I found out the other day that GNOME can't handle multiple GNOME sessions open at one time for the same user. I was setting up the x86_64 box downstairs. I run NIS with an NFS shared home so that I'm not creating users over the handful of machines at home, and having to worry about maintaining UID/GID's the same.
So anyway, I load out the new box with FC3, configure NIS and NFS, and log in to a GNOME session. Then I start noticing that there are all sort of little problems....the panel doesn't work right, etc. I was dumbfounded. So I start doing research and find out that GNOME can't support sessions for the same user in more than one place. This, to me, is a huge oversight. I ended up turning off NIS/NFS on my downstairs box and creating a user with the same ID and a separate home directory.

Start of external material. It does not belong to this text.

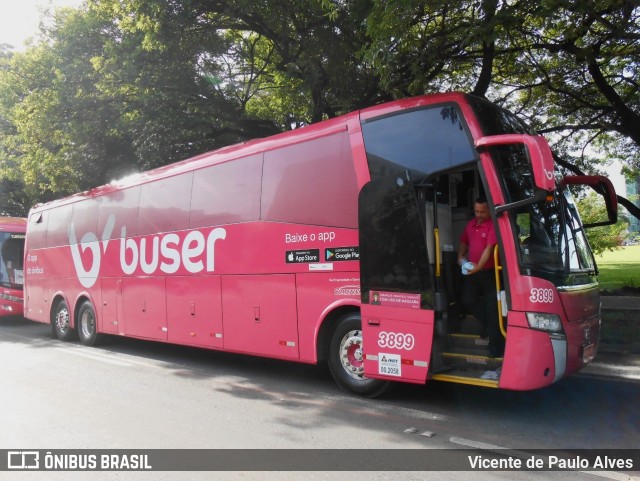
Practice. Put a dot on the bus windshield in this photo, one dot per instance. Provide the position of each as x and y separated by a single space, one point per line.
552 241
11 255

I still don't have a solution that I'm particularly happy with for Linux these days. Fedora is OK....FC2 I really don't mind much at all. But there seem to be a lot of decisions being made for the the community by RedHat developers. One of the ones that really chafed at me was decision to drop gqview as a regular package for Fedora. The alternatives that I've seen, nautilus, or eye of GNOME, or whatever Redhat is proposing are totally lame. I used gqview every day when I was doing a lot of photography and really liked the program. Now, it's not that big a deal to recompile gqview and go about my business, but the real issue here was that myself and plenty of other users on the list for this "community supported" distro wanted that program left intact, and were told "tough." I recognize the fact that they're trying to keep the number of packages they have to support down, but lets face it; Fedora is already at 5 CD's worth of junk. I never felt particularly left out in the RedHat 6.2 days where it was all on 1 CD.

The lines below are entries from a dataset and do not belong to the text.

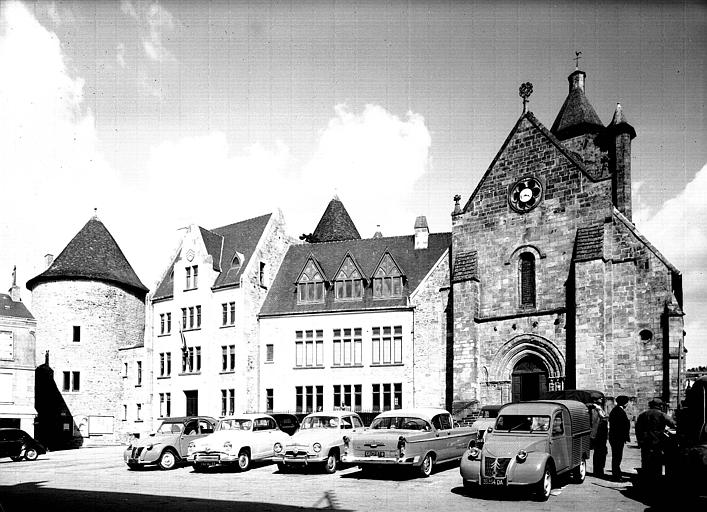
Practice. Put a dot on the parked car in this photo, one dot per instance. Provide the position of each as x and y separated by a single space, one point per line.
286 422
18 444
416 438
531 444
318 441
487 418
237 440
167 446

Another bitch....whoever decided to change the default desktop layout for GNOME in FC3 and later should be shot. It wouldn't be any big deal, or so I thought. I always keep my home directories on a separate partition, and I figured the existing GNOME configs in them would keep my desktop consistent. However, when I went to FC3 and fired up GNOME...it completely munged my existing config, resulting in an almost unusable desktop. I tried restoring my old configs from backups, but I could never get it to behave in the way I truly wanted it to. I don't understand why that should have been so difficult.
What I really want is something like RedHat 6.2, with modern versions of the packages, a new kernel, and openssh. If something like this exists, please point me to it. If not, I think it's about time I gave back to the community and took a stab at building it myself.
OT: navy days.
found your site doing a google search, wanted to ask you about your
navy training in the nuclear field, my son is interested, and I wanted
an insiders viewpoint, please contact,
thanks,
Sincerely,
Jon
no contact info...
Jon, I can't contact you without info....
frustrated
I'm also plagued with this problem too and am I'm astonished at how short sighted the gnome model is. Don't get me wrong, gnome works great on a desktop PC, but in a corporate environment with NFS home folders this is an inconvenience. I'm not a gnome developer, but I'm tempted to download the gnome source and see how much work it would be to make the location of the user configuration data customizable in a /etc/gnome... file.
agreed
Yeah, apparently it's still a problem. The new GNOME's have gotten a little too ambitious with the eye candy and stuff too.